La nacionalidad mexicana

La nacionalidad mexicana

Por Jorge Cuesta *

¿Es México una verdadera nación? Esta pregunta se le ocurre al lector del libro de Samuel Ramos, El perfil del hombre y la cultura en México, que hace pocos días apareció. No se trata de una crítica sistemática, sino de una serie de ensayos. Pero cada uno de ellos está enfocado con el mismo propósito: analizar el contenido de nuestra nacionalidad.  Y aunque se limitan a plantear la cuestión y no formulan una conclusión extrema, el lector se ve necesariamente conducido a confrontar el hecho de que la nacionalidad mexicana es una noción que corre el riesgo de carecer de objetividad por lo mucho que le basta un sentimiento superficial para mantenerse a flote.

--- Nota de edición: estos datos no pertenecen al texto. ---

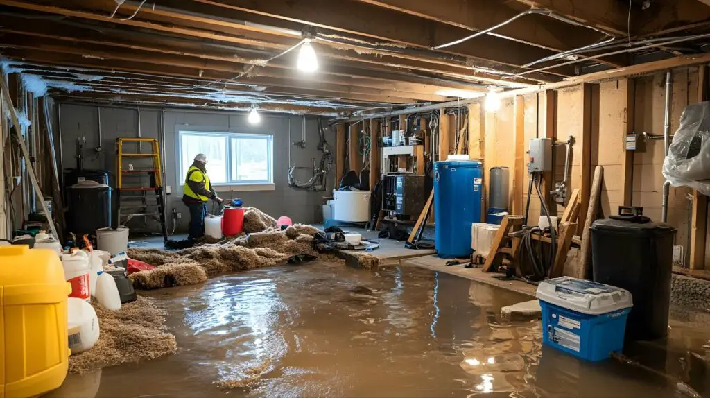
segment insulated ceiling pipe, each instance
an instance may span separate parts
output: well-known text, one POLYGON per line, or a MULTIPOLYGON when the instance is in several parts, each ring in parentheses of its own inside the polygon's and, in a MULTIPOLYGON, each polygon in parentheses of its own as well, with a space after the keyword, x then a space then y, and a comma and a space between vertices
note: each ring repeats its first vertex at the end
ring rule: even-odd
MULTIPOLYGON (((663 154, 668 157, 668 147, 670 146, 670 103, 673 95, 673 73, 668 71, 666 73, 666 104, 665 115, 663 123, 663 154)), ((663 183, 663 199, 661 202, 661 222, 666 222, 668 219, 668 194, 670 193, 670 181, 667 179, 663 183)))

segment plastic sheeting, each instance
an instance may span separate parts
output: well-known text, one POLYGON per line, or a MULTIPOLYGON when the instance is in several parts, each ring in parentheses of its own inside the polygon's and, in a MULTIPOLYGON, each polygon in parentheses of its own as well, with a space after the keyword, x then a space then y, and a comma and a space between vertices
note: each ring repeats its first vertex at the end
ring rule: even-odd
POLYGON ((689 187, 710 195, 710 101, 683 110, 663 162, 663 176, 674 187, 689 187))

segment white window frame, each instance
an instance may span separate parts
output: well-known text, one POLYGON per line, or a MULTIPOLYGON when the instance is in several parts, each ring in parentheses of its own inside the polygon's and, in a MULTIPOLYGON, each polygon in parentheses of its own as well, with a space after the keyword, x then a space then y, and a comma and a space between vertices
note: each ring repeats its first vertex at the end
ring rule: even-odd
MULTIPOLYGON (((185 176, 187 172, 187 170, 182 170, 182 136, 202 136, 224 138, 226 150, 226 175, 227 182, 214 183, 212 185, 214 189, 218 192, 229 191, 255 191, 255 190, 273 190, 273 134, 255 134, 244 133, 230 133, 217 131, 201 131, 198 130, 180 130, 178 133, 178 168, 180 170, 180 175, 185 176), (268 166, 268 178, 267 179, 254 179, 248 181, 237 181, 232 175, 232 150, 231 140, 239 138, 262 138, 267 140, 268 154, 267 164, 268 166)), ((207 160, 209 161, 209 159, 207 160)), ((234 165, 235 167, 237 167, 234 165)), ((180 186, 185 185, 185 180, 180 180, 180 186)))

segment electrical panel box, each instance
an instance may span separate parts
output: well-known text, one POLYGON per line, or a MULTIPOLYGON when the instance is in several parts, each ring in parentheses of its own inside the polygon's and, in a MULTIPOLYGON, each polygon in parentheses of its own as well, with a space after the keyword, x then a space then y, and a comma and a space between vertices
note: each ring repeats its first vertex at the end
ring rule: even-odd
POLYGON ((530 172, 552 171, 552 140, 550 138, 532 138, 530 143, 530 172))
POLYGON ((418 216, 426 202, 425 178, 423 175, 385 175, 382 209, 400 219, 418 216))

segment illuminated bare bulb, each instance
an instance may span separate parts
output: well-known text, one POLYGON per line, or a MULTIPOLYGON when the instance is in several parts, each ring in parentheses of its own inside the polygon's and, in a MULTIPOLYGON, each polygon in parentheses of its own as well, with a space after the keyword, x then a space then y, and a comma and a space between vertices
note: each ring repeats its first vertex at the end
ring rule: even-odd
POLYGON ((252 108, 249 111, 249 116, 246 118, 246 121, 249 122, 249 124, 258 124, 261 122, 261 115, 256 111, 256 108, 252 108))
POLYGON ((306 39, 301 45, 298 51, 298 70, 312 73, 318 70, 318 57, 315 55, 315 50, 310 45, 310 40, 306 39))
POLYGON ((501 109, 501 96, 496 92, 495 88, 488 89, 484 104, 487 112, 497 112, 501 109))

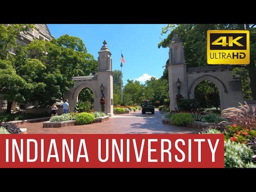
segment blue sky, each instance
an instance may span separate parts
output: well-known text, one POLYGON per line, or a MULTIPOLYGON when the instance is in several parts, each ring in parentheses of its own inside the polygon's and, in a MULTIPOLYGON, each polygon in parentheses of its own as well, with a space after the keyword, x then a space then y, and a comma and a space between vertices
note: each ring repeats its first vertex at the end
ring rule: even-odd
POLYGON ((111 54, 113 70, 121 69, 121 50, 126 62, 123 65, 123 81, 138 79, 144 83, 151 76, 162 76, 168 59, 168 49, 158 48, 162 28, 166 24, 48 24, 55 38, 68 34, 80 37, 88 52, 97 59, 106 40, 111 54))

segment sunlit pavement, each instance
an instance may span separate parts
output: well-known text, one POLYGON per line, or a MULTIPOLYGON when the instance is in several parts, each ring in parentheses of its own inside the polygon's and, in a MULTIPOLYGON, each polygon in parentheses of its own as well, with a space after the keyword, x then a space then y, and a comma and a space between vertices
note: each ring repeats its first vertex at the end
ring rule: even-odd
POLYGON ((141 110, 131 114, 116 115, 102 123, 60 128, 43 128, 42 122, 19 125, 31 134, 192 134, 197 128, 162 124, 163 115, 156 109, 155 114, 143 114, 141 110))

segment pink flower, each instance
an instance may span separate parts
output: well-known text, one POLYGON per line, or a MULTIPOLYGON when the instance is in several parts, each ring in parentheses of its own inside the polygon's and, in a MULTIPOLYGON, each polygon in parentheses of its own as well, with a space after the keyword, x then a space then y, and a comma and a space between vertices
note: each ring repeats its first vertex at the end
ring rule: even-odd
POLYGON ((230 138, 230 139, 233 141, 234 141, 235 142, 237 142, 237 139, 236 139, 236 138, 235 137, 231 137, 230 138))

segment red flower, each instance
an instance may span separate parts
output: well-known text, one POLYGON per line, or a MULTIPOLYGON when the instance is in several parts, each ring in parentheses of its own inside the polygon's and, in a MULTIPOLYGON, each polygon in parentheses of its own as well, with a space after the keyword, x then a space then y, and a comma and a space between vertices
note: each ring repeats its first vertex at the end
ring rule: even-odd
POLYGON ((230 138, 230 139, 233 141, 234 141, 235 142, 237 142, 237 139, 235 137, 232 137, 230 138))

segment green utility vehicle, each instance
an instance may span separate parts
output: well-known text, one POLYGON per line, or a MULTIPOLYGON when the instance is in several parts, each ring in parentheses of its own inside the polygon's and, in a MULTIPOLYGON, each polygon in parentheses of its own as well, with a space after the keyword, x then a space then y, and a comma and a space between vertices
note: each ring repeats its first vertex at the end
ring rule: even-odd
POLYGON ((155 113, 155 108, 154 107, 153 100, 145 99, 141 104, 142 114, 146 114, 146 112, 151 112, 152 114, 155 113))

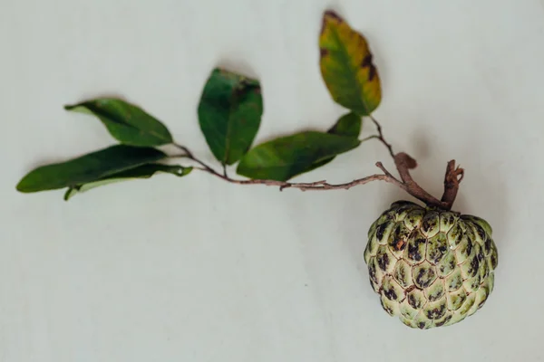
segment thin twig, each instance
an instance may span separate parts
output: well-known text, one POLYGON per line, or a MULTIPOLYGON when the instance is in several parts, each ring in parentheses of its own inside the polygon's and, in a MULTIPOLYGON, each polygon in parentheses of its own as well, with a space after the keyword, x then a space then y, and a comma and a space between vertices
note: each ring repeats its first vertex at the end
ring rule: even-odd
POLYGON ((393 152, 393 146, 391 146, 391 144, 385 140, 385 138, 384 138, 384 132, 382 131, 382 126, 380 125, 380 122, 378 122, 372 114, 369 115, 368 117, 370 117, 370 119, 374 123, 374 125, 376 125, 376 129, 378 130, 378 138, 382 141, 382 143, 384 145, 385 145, 391 157, 393 158, 394 158, 394 152, 393 152))
MULTIPOLYGON (((380 138, 380 140, 382 140, 382 142, 384 145, 389 145, 384 139, 383 135, 374 136, 372 138, 380 138)), ((208 166, 206 163, 195 157, 186 147, 181 145, 175 146, 184 152, 182 155, 179 155, 177 157, 189 158, 199 165, 199 167, 195 167, 196 169, 207 172, 231 184, 265 185, 268 186, 279 187, 280 191, 282 191, 285 188, 296 188, 301 191, 348 190, 358 185, 364 185, 372 181, 381 180, 395 185, 396 186, 406 191, 408 194, 412 195, 415 198, 424 202, 428 205, 436 206, 447 210, 450 210, 452 208, 452 205, 457 195, 459 183, 461 182, 464 175, 462 168, 455 168, 455 162, 450 161, 450 163, 448 164, 448 168, 446 170, 446 177, 444 180, 444 195, 442 195, 442 200, 438 200, 431 194, 427 193, 413 180, 413 178, 412 178, 412 176, 410 175, 410 169, 415 168, 417 167, 417 162, 413 158, 412 158, 408 154, 403 152, 401 152, 397 155, 393 155, 394 164, 399 172, 399 175, 401 176, 401 180, 397 179, 389 171, 387 171, 387 169, 385 169, 385 167, 381 162, 376 163, 376 167, 384 172, 384 175, 372 175, 366 177, 357 178, 355 180, 345 184, 329 184, 325 180, 316 182, 287 182, 267 179, 238 180, 231 178, 228 176, 228 175, 227 175, 225 166, 223 166, 223 174, 221 174, 220 172, 218 172, 211 167, 208 166)), ((388 146, 388 148, 390 149, 390 152, 393 152, 393 148, 390 146, 388 146)))

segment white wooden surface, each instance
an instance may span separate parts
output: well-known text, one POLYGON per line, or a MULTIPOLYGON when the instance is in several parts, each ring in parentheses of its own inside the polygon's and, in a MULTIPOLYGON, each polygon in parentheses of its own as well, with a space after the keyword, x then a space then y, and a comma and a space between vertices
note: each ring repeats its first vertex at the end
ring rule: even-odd
MULTIPOLYGON (((539 361, 542 311, 544 3, 370 0, 21 0, 0 3, 3 176, 0 361, 539 361), (63 105, 137 102, 213 161, 196 119, 218 64, 257 76, 257 141, 342 114, 317 63, 332 7, 371 42, 376 112, 435 195, 466 168, 455 208, 492 224, 500 248, 485 308, 412 330, 367 281, 368 226, 405 195, 370 184, 300 193, 194 173, 62 201, 24 195, 34 166, 112 143, 63 105)), ((370 124, 364 135, 373 133, 370 124)), ((375 171, 374 142, 300 180, 375 171)))

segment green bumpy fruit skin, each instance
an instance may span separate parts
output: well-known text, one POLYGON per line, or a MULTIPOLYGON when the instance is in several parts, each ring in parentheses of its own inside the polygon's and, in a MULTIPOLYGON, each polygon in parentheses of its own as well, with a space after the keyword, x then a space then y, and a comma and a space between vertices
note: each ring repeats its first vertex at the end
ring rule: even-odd
POLYGON ((493 291, 497 247, 483 219, 397 201, 368 232, 364 262, 384 310, 406 326, 450 326, 493 291))

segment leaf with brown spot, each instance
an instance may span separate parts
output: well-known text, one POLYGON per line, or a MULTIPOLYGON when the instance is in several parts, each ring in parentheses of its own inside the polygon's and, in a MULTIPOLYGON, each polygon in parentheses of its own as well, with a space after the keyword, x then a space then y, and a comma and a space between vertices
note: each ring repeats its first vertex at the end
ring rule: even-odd
POLYGON ((333 100, 358 114, 380 105, 380 77, 364 36, 333 11, 326 11, 319 36, 323 80, 333 100))
POLYGON ((198 114, 200 129, 215 157, 224 165, 232 165, 248 152, 260 127, 260 83, 216 68, 202 90, 198 114))

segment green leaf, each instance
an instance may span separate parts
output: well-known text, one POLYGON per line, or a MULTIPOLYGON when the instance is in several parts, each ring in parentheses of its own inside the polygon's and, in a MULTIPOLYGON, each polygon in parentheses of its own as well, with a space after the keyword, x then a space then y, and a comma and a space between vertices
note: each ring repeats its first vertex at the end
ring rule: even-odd
MULTIPOLYGON (((358 138, 362 127, 363 119, 361 116, 354 112, 349 112, 340 117, 336 123, 335 123, 335 125, 328 130, 328 133, 358 138)), ((307 171, 313 171, 316 168, 322 167, 331 162, 333 159, 335 159, 334 157, 316 162, 314 165, 308 167, 307 171)))
POLYGON ((151 148, 115 145, 65 162, 39 167, 17 184, 17 190, 34 193, 71 187, 166 158, 151 148))
POLYGON ((319 48, 321 74, 333 100, 362 116, 378 108, 380 77, 366 39, 337 14, 326 11, 319 48))
POLYGON ((232 165, 248 152, 263 115, 261 87, 257 80, 216 68, 199 104, 199 123, 214 157, 232 165))
POLYGON ((64 109, 96 116, 110 134, 125 145, 156 147, 172 142, 172 136, 160 121, 124 100, 102 98, 64 109))
POLYGON ((356 113, 349 112, 340 117, 328 133, 357 138, 363 127, 363 119, 356 113))
POLYGON ((70 198, 77 194, 96 188, 102 186, 106 186, 121 181, 129 181, 134 179, 145 179, 151 178, 156 173, 168 173, 177 176, 184 176, 189 175, 192 171, 192 167, 184 167, 182 166, 174 165, 162 165, 162 164, 147 164, 131 168, 126 171, 121 171, 113 175, 110 175, 106 177, 102 177, 97 181, 90 182, 87 184, 82 184, 75 186, 69 187, 64 194, 64 200, 68 201, 70 198))
POLYGON ((260 144, 240 161, 237 172, 250 178, 287 181, 319 161, 359 146, 356 138, 306 131, 260 144))

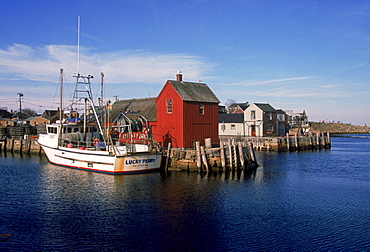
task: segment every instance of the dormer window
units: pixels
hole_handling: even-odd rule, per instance
[[[204,105],[203,104],[199,105],[199,115],[204,115]]]
[[[167,114],[172,114],[172,99],[167,99]]]

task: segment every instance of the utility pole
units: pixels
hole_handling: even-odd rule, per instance
[[[23,97],[23,94],[18,93],[18,96],[19,96],[19,116],[18,116],[18,119],[22,119],[22,97]]]

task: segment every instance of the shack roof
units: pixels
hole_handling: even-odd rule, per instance
[[[276,112],[276,110],[269,103],[254,103],[262,111],[265,112]]]
[[[116,101],[112,106],[112,120],[117,117],[119,112],[139,112],[148,121],[154,122],[157,120],[156,98],[157,97]]]
[[[218,114],[219,123],[243,123],[244,114]]]
[[[212,90],[204,83],[168,80],[183,101],[220,103]]]

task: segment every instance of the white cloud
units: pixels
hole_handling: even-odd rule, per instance
[[[236,82],[236,83],[229,83],[224,84],[226,86],[258,86],[258,85],[266,85],[266,84],[275,84],[280,82],[291,82],[297,80],[307,80],[316,78],[318,76],[299,76],[299,77],[289,77],[289,78],[282,78],[282,79],[273,79],[273,80],[264,80],[264,81],[245,81],[245,82]]]
[[[157,83],[174,79],[178,70],[184,78],[204,78],[213,64],[203,58],[186,54],[166,54],[149,51],[116,51],[93,53],[80,49],[80,73],[99,75],[104,72],[109,83]],[[47,45],[32,48],[14,44],[0,50],[2,78],[24,78],[34,81],[57,82],[59,69],[66,75],[77,72],[77,48],[65,45]]]

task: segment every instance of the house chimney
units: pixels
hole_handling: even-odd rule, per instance
[[[181,71],[177,71],[176,80],[177,81],[182,81],[182,73],[181,73]]]

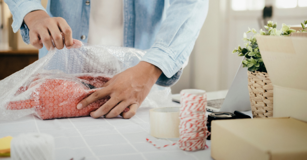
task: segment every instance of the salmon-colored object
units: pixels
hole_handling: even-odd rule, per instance
[[[88,75],[77,78],[73,80],[46,79],[42,83],[41,81],[37,82],[39,79],[36,78],[29,87],[22,87],[16,93],[20,94],[28,88],[39,84],[40,86],[31,94],[31,99],[11,102],[7,106],[7,109],[16,110],[35,108],[37,115],[43,120],[89,116],[91,112],[105,103],[110,97],[106,97],[81,110],[77,109],[77,105],[91,94],[100,89],[90,89],[90,86],[99,87],[111,78],[100,76],[93,77]],[[129,109],[126,108],[124,111],[127,110]]]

— El nacionalismo es una idea europea que estamos empeñados en copiar. ¿Hasta qué punto corresponde en México a una realidad? ¿Hasta qué punto es una fantasía, un puro producto de la imitación de lo europeo?— No es este el problema, estrictamente, el que Ramos se propone, sino el que el lector examina después de que Ramos despoja a nuestra idea nacional de algunas falsedades con que acostumbra ocultar su verdadera naturaleza. Pero ya en el momento en que ésta debería mostrarse a los ojos, lo que el lector considera es que, acaso, la verdadera naturaleza de nuestra idea nacional está en su carácter convencional y ficticio.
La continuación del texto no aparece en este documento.